Sunday, September 2, 2012

Home again.

It is one of those days. Again. I just came home from Big Water. I feel like I am in this rut- and endless cycle of something I am unfamiliar with. I don't really know anyone in Cedar, still. A lot of the reason is because every weekend since I moved down here I have been gone. Between going to BW and going home to Bama, I am always gone. Not that I am complaining, trust me I am definitely not complaining ;) I just miss friends. I miss being somewhere familiar. Going to BW makes me stress-less, and then when I come home I feel anxious, regardless if I have nothing to do or I have a ton to do. Its almost a feeling of looking forward to nothing. I have school, and I need to find a job, because my money will deplete very soon, but other than that, it is an endless cycle of work and school- and that is it. I guess that is why I am depressed when I drive home. I have no desire to be home, and when I am here, I feel nothing. So I thought about driving up to Provo today and staying up there until tomorrow afternoon. I am still thinking I may just do that. I dislike Provo, however, I like my friends, and they are there. There are too many commas in this blog,,,,,,,,,,,.

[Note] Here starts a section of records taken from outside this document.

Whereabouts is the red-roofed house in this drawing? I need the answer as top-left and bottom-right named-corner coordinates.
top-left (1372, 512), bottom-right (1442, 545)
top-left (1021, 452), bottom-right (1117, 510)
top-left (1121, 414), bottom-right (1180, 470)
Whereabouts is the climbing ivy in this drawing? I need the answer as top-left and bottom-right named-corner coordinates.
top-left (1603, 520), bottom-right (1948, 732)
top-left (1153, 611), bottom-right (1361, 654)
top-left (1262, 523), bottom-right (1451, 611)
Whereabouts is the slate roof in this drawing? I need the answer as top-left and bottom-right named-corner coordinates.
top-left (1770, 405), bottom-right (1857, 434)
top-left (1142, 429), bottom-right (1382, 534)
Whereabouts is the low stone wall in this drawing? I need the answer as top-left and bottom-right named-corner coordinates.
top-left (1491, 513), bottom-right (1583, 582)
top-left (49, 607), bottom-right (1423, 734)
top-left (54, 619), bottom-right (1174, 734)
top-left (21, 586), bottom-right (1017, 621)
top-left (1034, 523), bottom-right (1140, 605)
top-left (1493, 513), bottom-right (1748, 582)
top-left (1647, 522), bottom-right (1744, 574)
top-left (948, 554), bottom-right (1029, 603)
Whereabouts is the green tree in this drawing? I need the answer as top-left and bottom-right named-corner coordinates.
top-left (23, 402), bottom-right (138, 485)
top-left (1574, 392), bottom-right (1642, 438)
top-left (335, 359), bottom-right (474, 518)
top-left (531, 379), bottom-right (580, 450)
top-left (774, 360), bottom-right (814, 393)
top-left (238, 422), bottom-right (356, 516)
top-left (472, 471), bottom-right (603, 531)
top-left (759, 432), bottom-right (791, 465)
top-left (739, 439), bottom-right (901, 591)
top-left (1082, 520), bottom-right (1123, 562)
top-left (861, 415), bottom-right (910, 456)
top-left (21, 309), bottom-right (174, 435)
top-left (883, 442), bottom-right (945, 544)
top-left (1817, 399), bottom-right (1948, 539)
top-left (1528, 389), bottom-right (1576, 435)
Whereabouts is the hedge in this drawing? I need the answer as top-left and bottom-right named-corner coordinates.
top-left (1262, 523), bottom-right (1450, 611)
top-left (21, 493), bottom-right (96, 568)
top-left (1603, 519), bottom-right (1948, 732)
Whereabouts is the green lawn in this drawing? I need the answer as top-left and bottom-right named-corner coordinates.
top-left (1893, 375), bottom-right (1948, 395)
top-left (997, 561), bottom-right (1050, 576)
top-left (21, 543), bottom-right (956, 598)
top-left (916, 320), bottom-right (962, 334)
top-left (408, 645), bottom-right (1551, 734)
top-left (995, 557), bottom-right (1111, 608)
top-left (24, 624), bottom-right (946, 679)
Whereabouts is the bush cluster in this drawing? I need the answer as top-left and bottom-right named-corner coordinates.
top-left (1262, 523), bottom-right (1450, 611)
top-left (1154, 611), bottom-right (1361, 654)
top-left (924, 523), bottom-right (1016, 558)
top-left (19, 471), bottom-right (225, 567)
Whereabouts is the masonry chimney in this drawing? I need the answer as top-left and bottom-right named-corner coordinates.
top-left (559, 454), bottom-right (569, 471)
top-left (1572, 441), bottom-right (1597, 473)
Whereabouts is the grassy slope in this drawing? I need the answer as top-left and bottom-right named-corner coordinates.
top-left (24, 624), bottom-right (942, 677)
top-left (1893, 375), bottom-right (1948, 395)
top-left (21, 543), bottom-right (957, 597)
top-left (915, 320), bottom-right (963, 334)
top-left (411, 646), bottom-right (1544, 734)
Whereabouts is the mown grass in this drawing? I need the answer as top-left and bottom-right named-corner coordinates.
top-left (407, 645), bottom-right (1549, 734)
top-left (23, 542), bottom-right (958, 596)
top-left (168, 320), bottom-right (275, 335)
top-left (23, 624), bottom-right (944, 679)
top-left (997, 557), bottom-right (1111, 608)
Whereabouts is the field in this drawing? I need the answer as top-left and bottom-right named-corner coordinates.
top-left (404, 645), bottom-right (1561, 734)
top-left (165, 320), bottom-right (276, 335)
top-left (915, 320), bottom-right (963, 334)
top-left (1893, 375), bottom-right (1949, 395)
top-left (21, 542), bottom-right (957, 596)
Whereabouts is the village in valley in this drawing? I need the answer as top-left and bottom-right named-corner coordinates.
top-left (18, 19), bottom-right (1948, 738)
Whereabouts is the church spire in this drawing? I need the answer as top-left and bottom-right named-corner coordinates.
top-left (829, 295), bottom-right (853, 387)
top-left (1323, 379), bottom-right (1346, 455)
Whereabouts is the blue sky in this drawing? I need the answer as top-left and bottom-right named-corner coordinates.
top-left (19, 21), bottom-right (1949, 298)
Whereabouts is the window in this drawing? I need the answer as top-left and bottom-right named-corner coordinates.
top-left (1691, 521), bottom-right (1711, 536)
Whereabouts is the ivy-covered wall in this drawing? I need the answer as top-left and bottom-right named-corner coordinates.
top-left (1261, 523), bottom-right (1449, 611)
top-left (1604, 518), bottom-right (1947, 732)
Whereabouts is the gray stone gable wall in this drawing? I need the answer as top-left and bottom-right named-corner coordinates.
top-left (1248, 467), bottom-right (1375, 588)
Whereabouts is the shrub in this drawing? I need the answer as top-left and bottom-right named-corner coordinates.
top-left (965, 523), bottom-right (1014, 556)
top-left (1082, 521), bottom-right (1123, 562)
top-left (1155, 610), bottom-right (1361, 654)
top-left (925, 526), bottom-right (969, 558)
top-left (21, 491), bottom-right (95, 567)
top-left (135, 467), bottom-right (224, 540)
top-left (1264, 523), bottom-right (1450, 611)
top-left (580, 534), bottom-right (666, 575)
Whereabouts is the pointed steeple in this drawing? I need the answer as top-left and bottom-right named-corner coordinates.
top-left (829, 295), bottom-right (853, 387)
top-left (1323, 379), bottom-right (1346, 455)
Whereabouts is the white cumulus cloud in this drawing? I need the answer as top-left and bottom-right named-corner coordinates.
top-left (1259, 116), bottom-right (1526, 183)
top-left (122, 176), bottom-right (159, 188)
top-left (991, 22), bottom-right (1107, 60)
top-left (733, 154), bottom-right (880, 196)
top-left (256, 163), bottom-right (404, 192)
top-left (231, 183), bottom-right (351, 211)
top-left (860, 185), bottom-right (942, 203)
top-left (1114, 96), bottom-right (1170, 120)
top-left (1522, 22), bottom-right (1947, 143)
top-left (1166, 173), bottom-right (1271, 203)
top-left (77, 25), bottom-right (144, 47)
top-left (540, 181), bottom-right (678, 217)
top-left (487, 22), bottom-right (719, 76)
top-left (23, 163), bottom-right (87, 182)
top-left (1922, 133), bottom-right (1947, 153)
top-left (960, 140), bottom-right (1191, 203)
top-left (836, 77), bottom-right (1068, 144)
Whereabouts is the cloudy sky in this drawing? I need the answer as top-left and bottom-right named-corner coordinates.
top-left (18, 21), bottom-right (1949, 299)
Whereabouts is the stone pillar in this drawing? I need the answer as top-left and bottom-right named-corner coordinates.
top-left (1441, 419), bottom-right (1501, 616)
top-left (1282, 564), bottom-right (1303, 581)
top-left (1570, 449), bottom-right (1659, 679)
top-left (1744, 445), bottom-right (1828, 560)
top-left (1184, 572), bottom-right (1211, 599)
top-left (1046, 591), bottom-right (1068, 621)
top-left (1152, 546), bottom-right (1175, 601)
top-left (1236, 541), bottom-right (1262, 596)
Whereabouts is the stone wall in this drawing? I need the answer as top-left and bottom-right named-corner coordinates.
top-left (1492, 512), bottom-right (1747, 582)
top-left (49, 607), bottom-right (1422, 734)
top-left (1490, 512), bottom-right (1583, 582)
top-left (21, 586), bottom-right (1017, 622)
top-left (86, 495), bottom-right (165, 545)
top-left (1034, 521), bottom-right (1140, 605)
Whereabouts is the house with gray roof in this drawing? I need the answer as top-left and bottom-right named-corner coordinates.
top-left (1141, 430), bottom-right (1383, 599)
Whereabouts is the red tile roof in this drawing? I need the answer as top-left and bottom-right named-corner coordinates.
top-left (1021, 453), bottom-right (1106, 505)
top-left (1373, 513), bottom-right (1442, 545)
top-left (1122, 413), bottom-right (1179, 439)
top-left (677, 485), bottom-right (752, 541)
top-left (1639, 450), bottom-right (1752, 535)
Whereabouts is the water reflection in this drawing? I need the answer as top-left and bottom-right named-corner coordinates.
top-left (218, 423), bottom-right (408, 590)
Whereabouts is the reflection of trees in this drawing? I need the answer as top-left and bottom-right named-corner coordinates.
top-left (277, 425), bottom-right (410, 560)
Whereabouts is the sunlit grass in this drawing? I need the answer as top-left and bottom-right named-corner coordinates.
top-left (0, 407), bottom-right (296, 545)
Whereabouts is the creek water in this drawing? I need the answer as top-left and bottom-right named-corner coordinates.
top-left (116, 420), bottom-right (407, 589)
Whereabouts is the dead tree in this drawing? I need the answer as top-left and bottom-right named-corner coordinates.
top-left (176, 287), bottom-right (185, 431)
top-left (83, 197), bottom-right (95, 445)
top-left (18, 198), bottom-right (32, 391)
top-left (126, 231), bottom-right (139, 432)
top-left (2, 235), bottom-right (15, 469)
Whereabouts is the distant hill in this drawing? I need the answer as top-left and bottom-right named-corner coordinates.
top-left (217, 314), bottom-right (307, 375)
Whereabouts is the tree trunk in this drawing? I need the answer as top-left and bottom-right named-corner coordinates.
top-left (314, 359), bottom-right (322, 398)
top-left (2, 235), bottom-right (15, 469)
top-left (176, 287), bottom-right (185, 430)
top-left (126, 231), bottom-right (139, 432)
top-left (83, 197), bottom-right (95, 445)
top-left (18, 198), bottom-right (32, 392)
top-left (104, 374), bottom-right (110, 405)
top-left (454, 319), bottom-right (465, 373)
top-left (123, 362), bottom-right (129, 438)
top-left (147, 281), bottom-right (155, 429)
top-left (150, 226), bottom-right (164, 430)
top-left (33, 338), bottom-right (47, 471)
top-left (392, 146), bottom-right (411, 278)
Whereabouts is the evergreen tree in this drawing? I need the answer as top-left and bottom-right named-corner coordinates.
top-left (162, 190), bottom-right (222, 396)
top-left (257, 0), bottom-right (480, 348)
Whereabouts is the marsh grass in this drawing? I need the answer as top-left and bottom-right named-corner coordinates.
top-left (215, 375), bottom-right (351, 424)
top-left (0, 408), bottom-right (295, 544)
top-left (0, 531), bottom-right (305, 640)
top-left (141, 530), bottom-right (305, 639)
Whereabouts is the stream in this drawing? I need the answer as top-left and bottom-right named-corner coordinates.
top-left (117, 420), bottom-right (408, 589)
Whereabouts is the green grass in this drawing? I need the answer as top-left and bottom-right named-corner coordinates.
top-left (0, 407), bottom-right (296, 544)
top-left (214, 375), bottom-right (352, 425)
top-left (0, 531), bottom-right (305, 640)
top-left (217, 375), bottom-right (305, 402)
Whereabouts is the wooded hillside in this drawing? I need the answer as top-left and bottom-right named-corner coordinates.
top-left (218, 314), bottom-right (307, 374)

Okay, anyway. Random. I feel so awesome going out in to the desert, it makes me feel complete being down there. I was able to see more amazing things while I was there this weekend. Like a crazy full moon and a tiny flash flood. A first for me on both accounts. I have never saw a full moon through a telescope, it was nearly blinding! And the flash flood was pretty cool too! I want to see a big one soon- maybe before the monsoon season ends. I am looking forward to camping again before the season ends as well. I like to have a plan on what I will be doing and right now I lack just that. That is my issue. A-HA! I have figured it out! That is my problem, I do not have a plan for the next few weeks- I need one! I need something to look forward to, and to know when I can see some of my favorite people again.


Blah. Priorities. Responsibilities. I don't want to be an adult anymore! HAHA! So for now, I am sitting in my room, on my computer (figures, right?) doing nothing. Sad. Anywho. Just a few thoughts for now.